Она вытащила меня из постели, одела и помогла дойти до машины, но не успела она завести мотор, как за нами устремился отец.

"Куда это вы собрались?!"

"Отделение неотложной помощи", - сказала она, включив зажигание. Он потянулся к ручке, но она выскочила первой, оставив его в пыли. Разъяренный, он ворвался внутрь, захлопнул дверь и позвал моего брата.

"Сынок, принеси мне Джонни Уокер!" Труннис-младший принес бутылку "Ред Лейбл" и стакан из мокрого бара. Он наливал и наливал, наблюдая за тем, как мой отец выпивает рюмку за рюмкой. Каждая из них разжигала инферно. "Вы с Дэвидом должны быть сильными", - восторгался он. "Я не собираюсь растить кучку гомосексуалистов! И именно такими вы станете, если будете ходить к врачу каждый раз, когда у вас появятся маленькие бо-бо, понятно?" Мой брат в ужасе кивнул. "Твоя фамилия - Гоггинс, и мы от нее избавимся!"

По словам врача, к которому мы обратились в тот вечер, мама вовремя отвезла меня в отделение скорой помощи. Ушная инфекция была настолько сильной, что если бы мы ждали еще дольше, я бы на всю жизнь потерял слух на левом ухе. Она рисковала своей задницей, чтобы спасти мое, и мы оба знали, что она за это заплатит. Мы ехали домой в жуткой тишине.

Когда мы свернули на Парадайз-роуд, отец все еще сидел за кухонным столом, а мой брат все еще наливал ему рюмки. Труннис-младший боялся нашего отца, но в то же время боготворил его и находился под его чарами. Как к первенцу, к нему относились лучше. Труннис все еще порывался наброситься на него, но в его извращенном сознании Труннис-младший был его принцем. "Когда ты вырастешь, я хочу видеть тебя мужчиной в своем доме", - сказал ему Труннис. "И сегодня ты увидишь, как я стану мужчиной".

Через несколько минут после того, как мы вошли в дом, Труннис избил нашу мать до потери сознания, но мой брат не мог смотреть на это. Всякий раз, когда побои разражались, как гроза над головой, он пережидал их в своей комнате. Он не обращал внимания на темноту, потому что правда была слишком тяжела для него. Я всегда внимательно следил за этим.

Летом в середине недели в Труннисе не было передышки, но мы с братом научились садиться на велосипеды и уезжать подальше, насколько это было возможно. Однажды я вернулся домой к обеду и вошел в дом через гараж, как обычно. Мой отец обычно спал до полудня, так что я решил, что все чисто. Но я ошибался. Мой отец был параноиком. Он занимался достаточно сомнительными сделками, чтобы нажить себе врагов, и ставил сигнализацию после того, как мы выходили из дома.

Когда я открыла дверь, завыли сирены, и у меня свело живот. Я замерла, прижалась к стене и прислушалась к шагам.
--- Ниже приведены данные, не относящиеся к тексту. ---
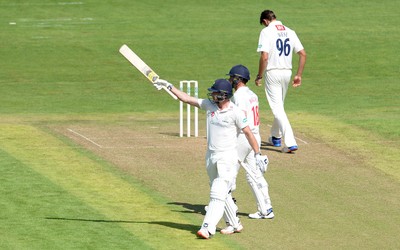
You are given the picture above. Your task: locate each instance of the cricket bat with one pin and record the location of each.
(142, 66)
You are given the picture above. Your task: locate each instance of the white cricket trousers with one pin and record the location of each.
(276, 86)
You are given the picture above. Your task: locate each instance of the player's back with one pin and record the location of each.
(247, 101)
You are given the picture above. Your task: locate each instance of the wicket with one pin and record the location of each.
(196, 115)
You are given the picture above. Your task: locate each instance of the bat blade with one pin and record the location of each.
(140, 65)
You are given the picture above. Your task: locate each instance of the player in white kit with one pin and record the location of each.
(276, 46)
(224, 120)
(247, 101)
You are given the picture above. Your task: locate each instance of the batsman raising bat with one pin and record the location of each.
(224, 120)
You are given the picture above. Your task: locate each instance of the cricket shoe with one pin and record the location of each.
(204, 234)
(258, 215)
(231, 230)
(276, 142)
(289, 149)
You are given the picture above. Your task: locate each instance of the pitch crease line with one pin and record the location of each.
(84, 137)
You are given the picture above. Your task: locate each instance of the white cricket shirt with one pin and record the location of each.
(247, 101)
(223, 125)
(279, 42)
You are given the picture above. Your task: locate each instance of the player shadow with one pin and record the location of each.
(190, 208)
(185, 227)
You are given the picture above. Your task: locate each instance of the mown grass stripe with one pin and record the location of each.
(370, 148)
(117, 199)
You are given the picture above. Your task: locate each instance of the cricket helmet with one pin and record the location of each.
(240, 71)
(223, 87)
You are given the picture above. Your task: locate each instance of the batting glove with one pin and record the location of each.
(162, 84)
(262, 162)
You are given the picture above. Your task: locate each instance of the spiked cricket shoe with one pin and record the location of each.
(276, 142)
(290, 149)
(258, 215)
(203, 233)
(231, 230)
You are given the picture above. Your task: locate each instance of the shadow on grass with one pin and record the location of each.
(185, 227)
(190, 208)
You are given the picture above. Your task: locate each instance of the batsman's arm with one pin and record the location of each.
(252, 140)
(182, 96)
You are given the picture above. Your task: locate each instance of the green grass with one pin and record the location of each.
(60, 65)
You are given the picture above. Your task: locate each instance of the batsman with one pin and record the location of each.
(224, 121)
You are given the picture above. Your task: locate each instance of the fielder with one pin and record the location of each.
(276, 46)
(247, 101)
(224, 120)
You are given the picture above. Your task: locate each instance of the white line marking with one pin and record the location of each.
(84, 137)
(303, 141)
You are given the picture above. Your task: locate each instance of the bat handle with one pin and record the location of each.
(170, 93)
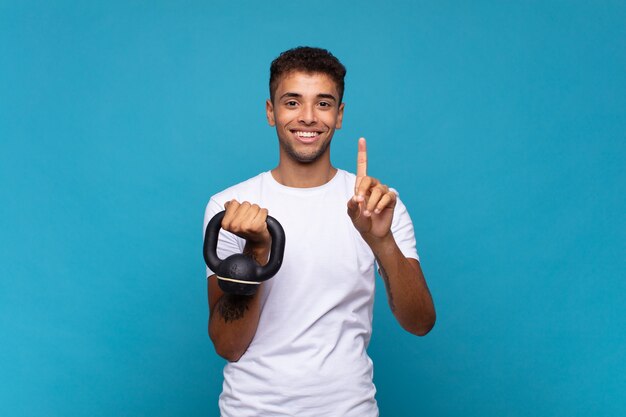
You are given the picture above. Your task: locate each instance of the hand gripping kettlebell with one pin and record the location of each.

Я услышал скрип лестницы и понял, что у меня большие проблемы. Он спустился по лестнице в коричневом махровом халате, с пистолетом в руке, и перешел из столовой в гостиную, выставив пистолет вперед. Я видел, как ствол медленно заходит за угол.

Как только он скрылся за углом, он увидел, что я стою всего в двадцати футах от него, но не опустил оружие. Он прицелился мне прямо между глаз. Я смотрел прямо на него, как можно более безучастно, упираясь ногами в доски пола. В доме больше никого не было, и часть меня ожидала, что он нажмет на курок, но к этому времени меня уже не волновало, выживу я или умру. Я был измученным восьмилетним ребенком, который просто устал бояться своего отца, и Скейтленд мне тоже надоел. Через минуту или две он опустил оружие и вернулся наверх.